Rhetoric of protection, safety and ‘early intervention’ may be politically expedient, and indeed demanded by those seeking (re-)election in climates of fear towards the strange and threatening ‘other’. Considering policy innovations through the lens of surveillance reveals agenda that are not otherwise immediately apparent. The wellbeing of children and young people is a laudable aim but where fulfilling such objectives is to be rendered auditable the surveillance implications of the concomitant data infrastructures should not be downplayed.
Whilst identifying legitimate claimants of welfare may be necessary, regard for the impact upon those caught in the gaze of the state (or its privatized monitors) is incumbent upon policy-makers at every stage. It is easy to surrender to the technical expertise of database developers who will designate fields which are to be populated with data. Little attention might be paid to the occluded political decisions of software coding – deciding on what information is collected is never an innocent activity. Given the political sensitivities around census data-gathering, information that is not gathered can be more important than that which is. Not knowing the effect of social policy upon particular ethnic minorities in a region may be politically advantageous to the majority in government.
Scrutinizing policy in any domain for its surveillance, not just its broader civil liberties, implications is a task that can be advanced by projects such as mine. My critical method gives particular attention to those disadvantaged by surveillance.

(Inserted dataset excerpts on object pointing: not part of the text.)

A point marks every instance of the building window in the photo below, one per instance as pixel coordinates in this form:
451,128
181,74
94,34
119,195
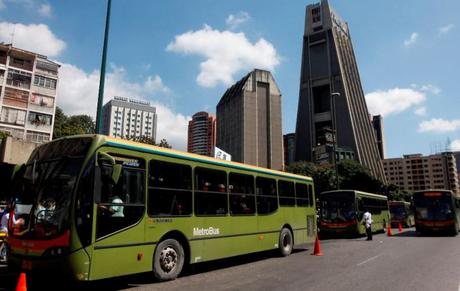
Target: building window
44,82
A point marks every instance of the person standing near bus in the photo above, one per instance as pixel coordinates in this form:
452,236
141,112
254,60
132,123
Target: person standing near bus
368,224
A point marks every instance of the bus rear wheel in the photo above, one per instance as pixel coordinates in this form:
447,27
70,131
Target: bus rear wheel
286,242
168,260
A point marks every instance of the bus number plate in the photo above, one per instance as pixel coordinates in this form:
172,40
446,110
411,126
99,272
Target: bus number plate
27,265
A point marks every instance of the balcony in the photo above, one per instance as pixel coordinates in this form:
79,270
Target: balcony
19,79
14,97
41,103
38,121
21,63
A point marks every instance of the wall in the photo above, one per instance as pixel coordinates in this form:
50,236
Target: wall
14,151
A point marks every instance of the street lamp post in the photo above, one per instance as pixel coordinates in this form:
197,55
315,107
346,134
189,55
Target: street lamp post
334,133
100,98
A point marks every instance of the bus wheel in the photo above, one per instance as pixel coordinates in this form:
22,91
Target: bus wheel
168,260
285,242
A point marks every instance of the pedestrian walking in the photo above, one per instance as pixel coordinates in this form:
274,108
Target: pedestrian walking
368,224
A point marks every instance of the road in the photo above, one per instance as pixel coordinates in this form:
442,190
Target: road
401,262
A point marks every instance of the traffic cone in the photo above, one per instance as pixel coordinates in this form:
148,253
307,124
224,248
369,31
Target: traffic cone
22,283
317,251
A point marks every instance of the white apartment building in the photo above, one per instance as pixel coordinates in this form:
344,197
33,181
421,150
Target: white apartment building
418,172
27,94
129,118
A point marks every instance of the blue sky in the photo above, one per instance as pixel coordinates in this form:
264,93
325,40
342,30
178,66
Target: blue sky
182,55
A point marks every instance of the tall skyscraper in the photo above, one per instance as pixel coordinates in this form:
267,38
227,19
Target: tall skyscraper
129,118
289,148
377,124
329,67
249,121
27,94
201,134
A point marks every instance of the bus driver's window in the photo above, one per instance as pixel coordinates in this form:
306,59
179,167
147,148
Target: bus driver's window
122,204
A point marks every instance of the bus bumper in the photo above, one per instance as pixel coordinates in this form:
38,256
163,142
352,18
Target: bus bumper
74,266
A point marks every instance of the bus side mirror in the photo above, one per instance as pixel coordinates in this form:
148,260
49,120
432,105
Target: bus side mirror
116,173
116,168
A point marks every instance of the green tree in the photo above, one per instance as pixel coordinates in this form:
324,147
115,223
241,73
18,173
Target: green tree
83,124
302,168
4,134
143,139
164,143
324,177
72,125
148,140
60,120
355,176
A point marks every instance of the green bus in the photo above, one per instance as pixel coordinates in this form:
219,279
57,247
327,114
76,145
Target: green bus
100,207
401,213
341,212
436,211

A critical ethic of care questions the effect of policy upon human relationships – not just individuals. Furthermore, it is an approach that probes the institutions and social systems that support surveillance – asking whose moral framework is being presented as universal and for what advantage to some but disadvantage to others.
Coming from a theological standpoint I am interested in far more than the history or ‘validity’ of Christian doctrines. My avowedly particular stance enables me to be critically aware of from where I am coming. In a spiral of mutual listening and speaking, what Michael Walzer calls an iterative method, we may find common concerns – perhaps from very different starting places and religious or philosophical assumptions. It is our particularity, rather than an attempt to step aside into a ‘neutral’ space that proffers us all the most enriching possibilities for social critique.